Haematologica, Vol 95, Issue 3, 382-387 doi:10.3324/haematol.2009.013557
Copyright © 2010 by Ferrata Storti Foundation
Elaine M. Sloand ,
Matthew J. Olnes ,
Barbara Weinstein ,
Colin Wu ,
Jaroslaw Maciejewski ,
Phillip Scheinberg ,
Neal S. Young
Copyright © 2010 by Ferrata Storti Foundation
Aplastic Anemia |
Long-term follow-up of patients with moderate aplastic anemia and pure red cell aplasia treated with daclizumab
National Heart Lung and Blood Institute, Bethesda, MD, USA
Correspondence: Elaine M. Sloand, MD, Senior Clinical Investigator, National Heart Lung and Blood Instititute Bethesda, Md 20892 USA., E-mail: sloande{at}nih.gov
Background: Pure red cell aplasia and moderate aplastic anemia are marrow failure states with an immune pathogenesis. Previously, we described short-term improvements in blood counts in two pilot studies treating moderate aplastic anemia (mAA) and pure red cell aplasia (PRCA) patients with daclizumab, a humanized monoclonal antibody to the interleukin-2 receptor; we now report our long-term experience with a larger cohort of patients.
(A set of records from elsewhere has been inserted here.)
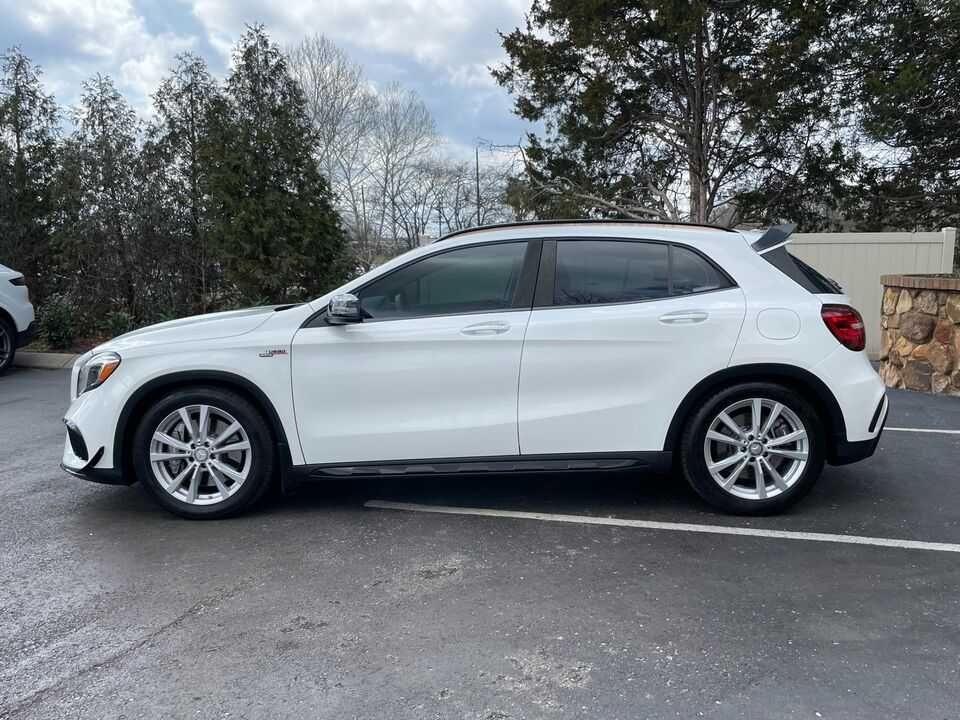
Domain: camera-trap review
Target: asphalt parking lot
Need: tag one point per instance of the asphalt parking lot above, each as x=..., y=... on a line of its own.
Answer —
x=319, y=607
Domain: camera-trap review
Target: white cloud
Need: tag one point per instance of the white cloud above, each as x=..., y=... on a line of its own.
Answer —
x=107, y=36
x=449, y=33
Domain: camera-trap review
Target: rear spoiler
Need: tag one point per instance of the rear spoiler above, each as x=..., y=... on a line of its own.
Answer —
x=773, y=237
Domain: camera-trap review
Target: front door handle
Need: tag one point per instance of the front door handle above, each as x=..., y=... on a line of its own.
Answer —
x=684, y=317
x=495, y=327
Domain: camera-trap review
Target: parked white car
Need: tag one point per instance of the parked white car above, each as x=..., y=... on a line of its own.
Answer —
x=17, y=325
x=548, y=346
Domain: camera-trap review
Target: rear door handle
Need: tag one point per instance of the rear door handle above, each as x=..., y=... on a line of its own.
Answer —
x=494, y=327
x=684, y=317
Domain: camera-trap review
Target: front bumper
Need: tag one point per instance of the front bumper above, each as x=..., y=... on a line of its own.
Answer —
x=87, y=444
x=25, y=337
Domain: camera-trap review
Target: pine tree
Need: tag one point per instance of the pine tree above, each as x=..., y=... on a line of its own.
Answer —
x=666, y=109
x=277, y=235
x=175, y=158
x=100, y=182
x=29, y=134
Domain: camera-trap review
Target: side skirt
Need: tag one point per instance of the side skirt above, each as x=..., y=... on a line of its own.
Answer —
x=652, y=461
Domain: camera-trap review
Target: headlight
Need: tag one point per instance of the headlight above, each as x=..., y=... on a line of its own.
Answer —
x=96, y=370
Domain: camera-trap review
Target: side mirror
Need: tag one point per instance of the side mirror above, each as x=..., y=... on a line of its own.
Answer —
x=344, y=310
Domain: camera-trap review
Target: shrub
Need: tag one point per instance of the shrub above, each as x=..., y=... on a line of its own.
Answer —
x=117, y=323
x=56, y=322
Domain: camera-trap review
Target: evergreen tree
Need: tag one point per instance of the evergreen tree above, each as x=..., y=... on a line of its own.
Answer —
x=908, y=84
x=668, y=109
x=178, y=165
x=97, y=237
x=29, y=134
x=277, y=235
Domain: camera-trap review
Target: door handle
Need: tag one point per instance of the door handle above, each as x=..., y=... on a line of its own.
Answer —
x=488, y=328
x=684, y=317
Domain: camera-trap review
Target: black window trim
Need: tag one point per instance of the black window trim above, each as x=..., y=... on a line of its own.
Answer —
x=523, y=293
x=543, y=297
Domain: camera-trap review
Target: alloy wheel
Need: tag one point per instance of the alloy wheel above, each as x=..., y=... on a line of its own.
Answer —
x=756, y=448
x=6, y=345
x=200, y=454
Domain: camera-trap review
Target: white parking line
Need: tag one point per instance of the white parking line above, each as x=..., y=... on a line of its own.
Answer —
x=679, y=527
x=933, y=430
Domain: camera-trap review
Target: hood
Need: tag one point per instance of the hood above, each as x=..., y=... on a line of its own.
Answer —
x=211, y=326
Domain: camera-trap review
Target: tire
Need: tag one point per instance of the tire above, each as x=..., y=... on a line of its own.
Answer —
x=228, y=481
x=8, y=345
x=790, y=456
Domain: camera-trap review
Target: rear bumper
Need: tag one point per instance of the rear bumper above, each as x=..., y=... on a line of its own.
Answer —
x=846, y=452
x=25, y=337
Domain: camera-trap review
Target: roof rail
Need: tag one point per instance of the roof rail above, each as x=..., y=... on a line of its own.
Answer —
x=581, y=221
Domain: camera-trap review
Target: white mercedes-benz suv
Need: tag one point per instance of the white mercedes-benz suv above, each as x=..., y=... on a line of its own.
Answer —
x=538, y=347
x=17, y=325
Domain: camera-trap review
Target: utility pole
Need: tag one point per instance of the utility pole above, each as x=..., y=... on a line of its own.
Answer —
x=478, y=184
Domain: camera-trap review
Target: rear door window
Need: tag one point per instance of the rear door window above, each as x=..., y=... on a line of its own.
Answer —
x=593, y=272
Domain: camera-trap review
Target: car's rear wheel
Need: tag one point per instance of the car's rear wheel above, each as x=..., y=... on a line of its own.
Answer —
x=753, y=449
x=8, y=345
x=204, y=452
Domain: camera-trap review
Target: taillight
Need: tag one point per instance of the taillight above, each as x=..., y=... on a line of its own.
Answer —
x=846, y=325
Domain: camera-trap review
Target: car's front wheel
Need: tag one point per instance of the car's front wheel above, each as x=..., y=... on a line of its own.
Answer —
x=753, y=449
x=8, y=345
x=204, y=452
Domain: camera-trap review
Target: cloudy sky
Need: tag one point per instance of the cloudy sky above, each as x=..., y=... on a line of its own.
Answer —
x=441, y=48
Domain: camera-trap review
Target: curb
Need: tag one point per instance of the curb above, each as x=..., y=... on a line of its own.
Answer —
x=48, y=361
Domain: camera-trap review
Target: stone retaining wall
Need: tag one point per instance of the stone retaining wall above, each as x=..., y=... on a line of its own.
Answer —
x=920, y=333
Design and Methods: After a median follow-up period of 4.8 years, 19 of 45 (42%) evaluable mAA patients and 10 of 26 (38%) patients with PRCA responded by three months and 2 additional mAA patients responded by six months following administration of the drug.
Results: Seven of 28 (25%) mAA patients achieved long-term packed red blood cell PRBC transfusion independence, and all PRCA responders achieved long-term transfusion PRBC transfusion independence.
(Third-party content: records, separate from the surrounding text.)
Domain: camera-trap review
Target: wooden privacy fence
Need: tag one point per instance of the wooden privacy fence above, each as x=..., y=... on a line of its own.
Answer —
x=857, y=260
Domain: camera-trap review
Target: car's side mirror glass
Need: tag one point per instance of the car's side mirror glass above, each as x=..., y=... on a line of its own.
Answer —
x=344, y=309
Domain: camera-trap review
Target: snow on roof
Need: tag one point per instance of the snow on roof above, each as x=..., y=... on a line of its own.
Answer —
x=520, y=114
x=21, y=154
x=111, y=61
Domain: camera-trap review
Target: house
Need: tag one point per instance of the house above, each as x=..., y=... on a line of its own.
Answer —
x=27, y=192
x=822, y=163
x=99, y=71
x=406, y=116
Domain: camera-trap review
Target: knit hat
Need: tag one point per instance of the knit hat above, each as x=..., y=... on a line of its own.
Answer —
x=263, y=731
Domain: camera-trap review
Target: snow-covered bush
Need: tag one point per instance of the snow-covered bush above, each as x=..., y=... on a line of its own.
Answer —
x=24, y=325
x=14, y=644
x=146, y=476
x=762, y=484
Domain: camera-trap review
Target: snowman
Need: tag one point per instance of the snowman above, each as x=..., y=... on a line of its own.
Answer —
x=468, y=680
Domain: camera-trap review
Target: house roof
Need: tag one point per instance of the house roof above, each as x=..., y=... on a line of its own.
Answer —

Conclusions: Red cell transfusion-independence prior to treatment in mAA patients predicted response. The only significant adverse treatment-related events were transient rashes and arthralgias. Daclizumab is safe and effective, and produces lengthy remissions in patients with PRCA and mAA.
Key words: interleukin-2 receptors, immunosuppression, T-regulatory cells, marrow failure.